Они вышли на площадь перед собором. Народ растекался по улицам.
— Вы, наверное, в гостинице остановились? Я вас провожу.
— Нет, я на оперативной квартире, на Губонинской, дом против детской лечебницы. Типовой дом, не корпусной. Знаете, в двадцатых хотели такие везде строить в провинции, но во времена империи гильдия архитекторов приняла новые требования… В общем, их кое-где возвели и больше не будут.

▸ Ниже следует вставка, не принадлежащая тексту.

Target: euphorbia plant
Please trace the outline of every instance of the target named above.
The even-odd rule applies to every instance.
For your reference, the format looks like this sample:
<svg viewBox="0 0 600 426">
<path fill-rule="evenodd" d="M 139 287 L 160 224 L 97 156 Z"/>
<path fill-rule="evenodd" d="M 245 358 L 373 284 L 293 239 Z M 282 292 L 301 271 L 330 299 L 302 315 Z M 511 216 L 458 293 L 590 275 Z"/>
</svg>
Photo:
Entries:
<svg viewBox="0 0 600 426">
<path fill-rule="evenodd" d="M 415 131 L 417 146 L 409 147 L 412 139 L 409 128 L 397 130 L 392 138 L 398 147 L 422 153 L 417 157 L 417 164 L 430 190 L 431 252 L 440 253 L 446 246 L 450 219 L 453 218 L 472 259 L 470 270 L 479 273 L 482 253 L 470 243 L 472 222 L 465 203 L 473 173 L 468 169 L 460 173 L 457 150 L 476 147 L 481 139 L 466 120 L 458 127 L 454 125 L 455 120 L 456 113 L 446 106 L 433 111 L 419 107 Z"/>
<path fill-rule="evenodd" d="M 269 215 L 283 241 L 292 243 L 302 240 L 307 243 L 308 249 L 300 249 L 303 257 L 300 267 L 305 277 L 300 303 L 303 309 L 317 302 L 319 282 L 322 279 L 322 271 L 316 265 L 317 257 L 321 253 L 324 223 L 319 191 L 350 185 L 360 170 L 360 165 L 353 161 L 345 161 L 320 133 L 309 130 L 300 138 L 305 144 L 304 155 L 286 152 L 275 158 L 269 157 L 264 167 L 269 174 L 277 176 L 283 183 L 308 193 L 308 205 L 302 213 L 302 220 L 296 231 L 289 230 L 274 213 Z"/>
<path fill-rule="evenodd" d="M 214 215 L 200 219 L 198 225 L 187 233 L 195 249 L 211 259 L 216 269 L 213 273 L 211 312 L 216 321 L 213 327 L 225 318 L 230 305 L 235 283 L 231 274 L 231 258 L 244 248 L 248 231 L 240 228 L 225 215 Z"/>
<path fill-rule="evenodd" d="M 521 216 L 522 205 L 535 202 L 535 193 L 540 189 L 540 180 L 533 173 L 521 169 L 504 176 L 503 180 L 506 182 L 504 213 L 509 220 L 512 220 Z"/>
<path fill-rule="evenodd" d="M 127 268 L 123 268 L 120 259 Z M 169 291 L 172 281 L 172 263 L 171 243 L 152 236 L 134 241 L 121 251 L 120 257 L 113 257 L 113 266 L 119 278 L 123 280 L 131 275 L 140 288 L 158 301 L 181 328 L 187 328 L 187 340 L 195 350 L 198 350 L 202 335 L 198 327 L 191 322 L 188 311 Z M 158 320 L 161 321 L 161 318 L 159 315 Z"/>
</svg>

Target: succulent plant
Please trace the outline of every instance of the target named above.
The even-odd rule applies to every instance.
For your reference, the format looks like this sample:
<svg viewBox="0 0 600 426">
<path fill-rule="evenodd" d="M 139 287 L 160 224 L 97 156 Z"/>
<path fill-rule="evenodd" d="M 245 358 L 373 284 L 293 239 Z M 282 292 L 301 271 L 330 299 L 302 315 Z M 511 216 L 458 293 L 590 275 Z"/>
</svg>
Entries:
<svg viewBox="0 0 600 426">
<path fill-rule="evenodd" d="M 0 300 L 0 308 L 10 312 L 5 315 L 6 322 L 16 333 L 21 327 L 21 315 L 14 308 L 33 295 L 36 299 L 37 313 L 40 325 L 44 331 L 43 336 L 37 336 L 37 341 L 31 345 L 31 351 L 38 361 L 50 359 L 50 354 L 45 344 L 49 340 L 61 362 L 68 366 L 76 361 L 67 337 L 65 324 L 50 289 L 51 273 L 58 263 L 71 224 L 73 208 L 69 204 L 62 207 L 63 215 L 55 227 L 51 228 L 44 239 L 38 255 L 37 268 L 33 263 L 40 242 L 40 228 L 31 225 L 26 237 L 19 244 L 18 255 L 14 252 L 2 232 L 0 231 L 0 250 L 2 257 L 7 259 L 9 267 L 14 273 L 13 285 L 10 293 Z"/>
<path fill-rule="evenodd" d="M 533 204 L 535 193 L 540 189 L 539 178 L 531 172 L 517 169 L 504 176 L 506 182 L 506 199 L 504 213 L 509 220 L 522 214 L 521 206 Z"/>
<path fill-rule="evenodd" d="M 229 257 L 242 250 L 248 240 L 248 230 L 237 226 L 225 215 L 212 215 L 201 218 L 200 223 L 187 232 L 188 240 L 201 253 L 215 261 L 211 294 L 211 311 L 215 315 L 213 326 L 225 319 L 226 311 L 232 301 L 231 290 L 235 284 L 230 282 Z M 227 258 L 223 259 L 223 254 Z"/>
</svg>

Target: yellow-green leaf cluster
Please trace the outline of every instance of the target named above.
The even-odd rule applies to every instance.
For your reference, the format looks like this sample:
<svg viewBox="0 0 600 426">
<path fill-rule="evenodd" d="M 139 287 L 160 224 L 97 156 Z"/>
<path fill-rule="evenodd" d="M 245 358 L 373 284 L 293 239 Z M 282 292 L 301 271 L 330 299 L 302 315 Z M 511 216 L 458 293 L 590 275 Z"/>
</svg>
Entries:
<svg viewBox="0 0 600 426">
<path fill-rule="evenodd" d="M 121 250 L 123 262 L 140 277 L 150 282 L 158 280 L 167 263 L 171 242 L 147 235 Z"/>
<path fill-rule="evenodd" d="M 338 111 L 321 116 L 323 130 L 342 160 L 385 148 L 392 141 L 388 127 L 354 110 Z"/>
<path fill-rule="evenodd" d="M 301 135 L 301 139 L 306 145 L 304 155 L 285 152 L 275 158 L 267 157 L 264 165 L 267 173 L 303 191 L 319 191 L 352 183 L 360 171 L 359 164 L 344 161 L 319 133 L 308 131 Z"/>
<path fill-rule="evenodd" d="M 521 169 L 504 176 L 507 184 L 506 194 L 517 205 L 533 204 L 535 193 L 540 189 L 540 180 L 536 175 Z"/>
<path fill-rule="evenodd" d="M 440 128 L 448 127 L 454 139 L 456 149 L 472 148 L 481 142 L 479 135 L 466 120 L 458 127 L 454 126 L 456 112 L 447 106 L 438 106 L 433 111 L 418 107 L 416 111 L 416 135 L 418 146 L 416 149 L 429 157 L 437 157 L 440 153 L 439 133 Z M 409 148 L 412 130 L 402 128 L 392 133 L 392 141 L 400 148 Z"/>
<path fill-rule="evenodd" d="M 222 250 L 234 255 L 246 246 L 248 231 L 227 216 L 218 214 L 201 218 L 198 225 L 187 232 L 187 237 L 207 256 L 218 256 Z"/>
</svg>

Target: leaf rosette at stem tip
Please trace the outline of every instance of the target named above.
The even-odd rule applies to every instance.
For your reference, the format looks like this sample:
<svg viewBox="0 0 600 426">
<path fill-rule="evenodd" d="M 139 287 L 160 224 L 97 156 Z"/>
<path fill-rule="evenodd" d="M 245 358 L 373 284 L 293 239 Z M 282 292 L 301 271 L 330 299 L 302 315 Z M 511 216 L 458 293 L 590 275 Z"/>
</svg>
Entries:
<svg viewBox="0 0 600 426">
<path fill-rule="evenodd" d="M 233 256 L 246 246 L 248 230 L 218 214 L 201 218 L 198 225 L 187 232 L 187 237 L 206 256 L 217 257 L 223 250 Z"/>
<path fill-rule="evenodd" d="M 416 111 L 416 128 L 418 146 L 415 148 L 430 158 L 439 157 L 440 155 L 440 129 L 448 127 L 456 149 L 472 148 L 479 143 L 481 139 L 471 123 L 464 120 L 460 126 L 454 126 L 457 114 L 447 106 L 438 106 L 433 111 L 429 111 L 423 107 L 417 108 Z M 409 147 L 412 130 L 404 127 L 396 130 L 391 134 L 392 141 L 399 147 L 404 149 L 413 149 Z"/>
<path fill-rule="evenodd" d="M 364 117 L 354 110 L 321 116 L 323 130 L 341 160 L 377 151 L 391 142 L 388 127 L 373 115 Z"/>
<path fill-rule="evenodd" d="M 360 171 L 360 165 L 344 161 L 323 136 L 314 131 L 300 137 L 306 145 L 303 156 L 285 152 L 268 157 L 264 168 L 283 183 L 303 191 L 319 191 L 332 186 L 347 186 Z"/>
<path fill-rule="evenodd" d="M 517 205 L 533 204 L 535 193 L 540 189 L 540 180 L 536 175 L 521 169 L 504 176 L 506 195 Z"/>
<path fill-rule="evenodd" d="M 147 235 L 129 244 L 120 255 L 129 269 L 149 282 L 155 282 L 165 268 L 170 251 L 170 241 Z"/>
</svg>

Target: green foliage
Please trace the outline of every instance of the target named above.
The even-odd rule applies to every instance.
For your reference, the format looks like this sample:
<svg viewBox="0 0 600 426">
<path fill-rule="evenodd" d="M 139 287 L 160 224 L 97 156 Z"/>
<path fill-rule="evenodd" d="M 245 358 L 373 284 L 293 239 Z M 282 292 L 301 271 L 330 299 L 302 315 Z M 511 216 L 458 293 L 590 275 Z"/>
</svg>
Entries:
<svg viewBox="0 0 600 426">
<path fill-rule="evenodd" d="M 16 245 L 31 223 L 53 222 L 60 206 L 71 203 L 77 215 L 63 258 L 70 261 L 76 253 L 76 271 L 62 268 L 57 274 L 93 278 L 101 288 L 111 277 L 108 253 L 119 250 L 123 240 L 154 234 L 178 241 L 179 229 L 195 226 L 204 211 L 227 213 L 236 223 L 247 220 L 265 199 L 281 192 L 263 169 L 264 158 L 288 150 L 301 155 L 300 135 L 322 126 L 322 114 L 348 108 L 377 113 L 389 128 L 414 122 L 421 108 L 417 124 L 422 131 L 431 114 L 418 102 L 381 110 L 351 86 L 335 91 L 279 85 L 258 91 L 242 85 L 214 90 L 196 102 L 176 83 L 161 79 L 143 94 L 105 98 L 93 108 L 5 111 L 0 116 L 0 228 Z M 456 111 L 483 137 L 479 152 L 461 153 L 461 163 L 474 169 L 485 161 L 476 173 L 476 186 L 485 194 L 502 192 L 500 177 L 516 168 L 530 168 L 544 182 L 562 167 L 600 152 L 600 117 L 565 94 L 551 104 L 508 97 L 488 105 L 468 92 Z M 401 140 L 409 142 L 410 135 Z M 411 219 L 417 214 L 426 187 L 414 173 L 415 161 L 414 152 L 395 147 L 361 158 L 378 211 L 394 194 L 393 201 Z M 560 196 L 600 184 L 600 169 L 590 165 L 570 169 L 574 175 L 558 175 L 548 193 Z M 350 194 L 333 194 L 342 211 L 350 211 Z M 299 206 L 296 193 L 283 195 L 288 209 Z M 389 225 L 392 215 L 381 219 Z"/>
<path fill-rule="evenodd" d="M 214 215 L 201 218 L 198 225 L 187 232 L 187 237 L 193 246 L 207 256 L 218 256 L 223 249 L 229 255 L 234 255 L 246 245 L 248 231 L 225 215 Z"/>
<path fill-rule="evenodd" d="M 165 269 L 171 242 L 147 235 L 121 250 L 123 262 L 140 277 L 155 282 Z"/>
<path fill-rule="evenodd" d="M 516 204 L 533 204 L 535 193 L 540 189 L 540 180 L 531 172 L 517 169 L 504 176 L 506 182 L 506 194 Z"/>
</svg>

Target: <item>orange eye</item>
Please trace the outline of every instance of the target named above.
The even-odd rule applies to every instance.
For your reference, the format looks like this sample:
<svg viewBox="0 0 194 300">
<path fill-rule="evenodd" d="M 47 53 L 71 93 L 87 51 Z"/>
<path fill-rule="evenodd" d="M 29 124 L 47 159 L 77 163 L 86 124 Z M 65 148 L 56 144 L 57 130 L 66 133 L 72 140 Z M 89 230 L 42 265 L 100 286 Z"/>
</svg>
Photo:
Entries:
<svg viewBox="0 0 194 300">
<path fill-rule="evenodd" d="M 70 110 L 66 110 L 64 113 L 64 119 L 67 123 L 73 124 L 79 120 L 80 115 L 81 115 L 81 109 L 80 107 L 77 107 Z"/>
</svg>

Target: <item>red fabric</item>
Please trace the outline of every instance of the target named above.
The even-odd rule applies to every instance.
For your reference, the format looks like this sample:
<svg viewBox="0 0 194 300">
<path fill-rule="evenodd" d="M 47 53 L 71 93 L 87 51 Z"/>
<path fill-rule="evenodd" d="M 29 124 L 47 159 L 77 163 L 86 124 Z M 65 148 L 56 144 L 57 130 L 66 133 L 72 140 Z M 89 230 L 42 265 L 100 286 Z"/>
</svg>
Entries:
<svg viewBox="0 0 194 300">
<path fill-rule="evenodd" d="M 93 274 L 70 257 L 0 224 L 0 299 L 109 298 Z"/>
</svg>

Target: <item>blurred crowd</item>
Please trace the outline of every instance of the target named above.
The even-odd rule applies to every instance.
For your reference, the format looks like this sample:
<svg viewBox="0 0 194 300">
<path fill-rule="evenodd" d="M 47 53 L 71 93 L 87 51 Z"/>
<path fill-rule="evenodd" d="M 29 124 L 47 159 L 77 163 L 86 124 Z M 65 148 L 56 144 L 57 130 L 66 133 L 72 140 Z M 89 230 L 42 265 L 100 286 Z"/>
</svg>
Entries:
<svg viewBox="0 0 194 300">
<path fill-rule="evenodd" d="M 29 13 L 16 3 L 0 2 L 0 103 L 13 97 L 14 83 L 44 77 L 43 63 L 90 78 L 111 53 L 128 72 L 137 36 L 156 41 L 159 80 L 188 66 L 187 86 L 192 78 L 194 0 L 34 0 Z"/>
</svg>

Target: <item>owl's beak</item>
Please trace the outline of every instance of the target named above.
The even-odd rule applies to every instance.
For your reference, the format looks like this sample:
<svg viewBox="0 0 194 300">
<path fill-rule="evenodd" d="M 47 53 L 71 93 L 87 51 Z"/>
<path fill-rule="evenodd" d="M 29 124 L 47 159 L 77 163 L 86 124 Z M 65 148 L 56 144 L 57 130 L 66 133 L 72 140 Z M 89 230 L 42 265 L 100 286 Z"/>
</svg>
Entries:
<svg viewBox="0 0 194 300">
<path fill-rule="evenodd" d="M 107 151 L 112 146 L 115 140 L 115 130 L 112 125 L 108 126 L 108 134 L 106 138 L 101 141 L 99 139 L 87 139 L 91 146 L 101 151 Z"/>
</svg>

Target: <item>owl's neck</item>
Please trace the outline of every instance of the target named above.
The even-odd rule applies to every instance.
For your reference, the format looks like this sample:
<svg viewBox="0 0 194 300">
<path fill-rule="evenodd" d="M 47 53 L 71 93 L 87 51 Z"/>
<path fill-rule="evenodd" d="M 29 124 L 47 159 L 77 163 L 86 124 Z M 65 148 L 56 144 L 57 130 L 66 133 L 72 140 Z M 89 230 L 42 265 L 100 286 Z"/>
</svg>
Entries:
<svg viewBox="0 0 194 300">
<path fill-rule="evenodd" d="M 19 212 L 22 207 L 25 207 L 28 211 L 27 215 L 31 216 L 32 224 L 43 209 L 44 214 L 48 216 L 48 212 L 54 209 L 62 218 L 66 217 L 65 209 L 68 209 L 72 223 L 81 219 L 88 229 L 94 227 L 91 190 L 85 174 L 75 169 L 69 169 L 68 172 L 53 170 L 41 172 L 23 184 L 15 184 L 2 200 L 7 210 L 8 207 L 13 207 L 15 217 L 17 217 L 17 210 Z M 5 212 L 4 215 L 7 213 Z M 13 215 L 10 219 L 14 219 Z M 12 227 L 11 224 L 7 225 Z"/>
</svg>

«Губонинская… лечебница… Ульянова, детская больница? Если больница на том же месте — это Молодежка, возле остановки.»
— Тогда тем более провожу. Моторов не видно, автобусы, наверное, уже не ходят…
— Зачем автобусы? Извозчик!
«Тьфу, лошадей-то я за средство транспорта и не посчитал. Да и в темени стоят.»
— Извозчик! Спят они что ли?
Они подошли к ближайшей пароконной коляске. Возница со шкиперской бородкой действительно лениво подремывал.
— Извозчик! Сейчас на Мценскую, потом на Губонинскую!
— Заказано, барышня. Поди, ночь на дворе, извоз только по заказам, проплачено. Спросите, кто свободный, может. Хотя вряд ли.
— Значит, едем в парк и не меньше чем за два счетчика…
— Не пойму я, — пробормотал возница, — мы люди простые, и господских тонкостев не знаемо. Говорю, проплачено уже. Али перекупить хотите, так прямо так и…
— Жандармерия его величества! — отчеканила Лена, показав удостоверение. — Повторить, куда ехать велено?
— Не надо повторять, запомнили-с, — залопотал возница, открывая дверцу коляски, — сразу бы так, а то темно, и как сразу признаешь? Вы уж звиняйте.
Он зажег фонари и довольно шустро довез Виктора до его квартиры на Мценской. Там Виктор заплатил за проезд Лены до Губонинской, несмотря на протесты извозчика («Да зачем же… Да таких уважаемых людей завсегда и безо всякой платы готовы…»). В конце концов Виктор обосновал свое намерение несушествующей директивой по борьбе с коррупцией («Все начинается с малого, а если дозволять, то и откаты по десять процентов давать начнут!»).
«Родственники», естественно, бодрствовали и вопросов о пребывании Виктора не задавали — видимо, им докладывали об его перемещениях. От двух бутылок пива, прихваченного Виктором напоследок для скрашивания их дежурной жизни, они не отказались. День оканчивался вполне буднично: стеля кровать, Виктор подумал, что в городскую баню, при столь большом внимании к его персоне, ходить не стоит, а вода в бочке с душем в саду, пожалуй, при такой жаре нагреется. С этой оптимистичной мыслью он и отошел ко сну.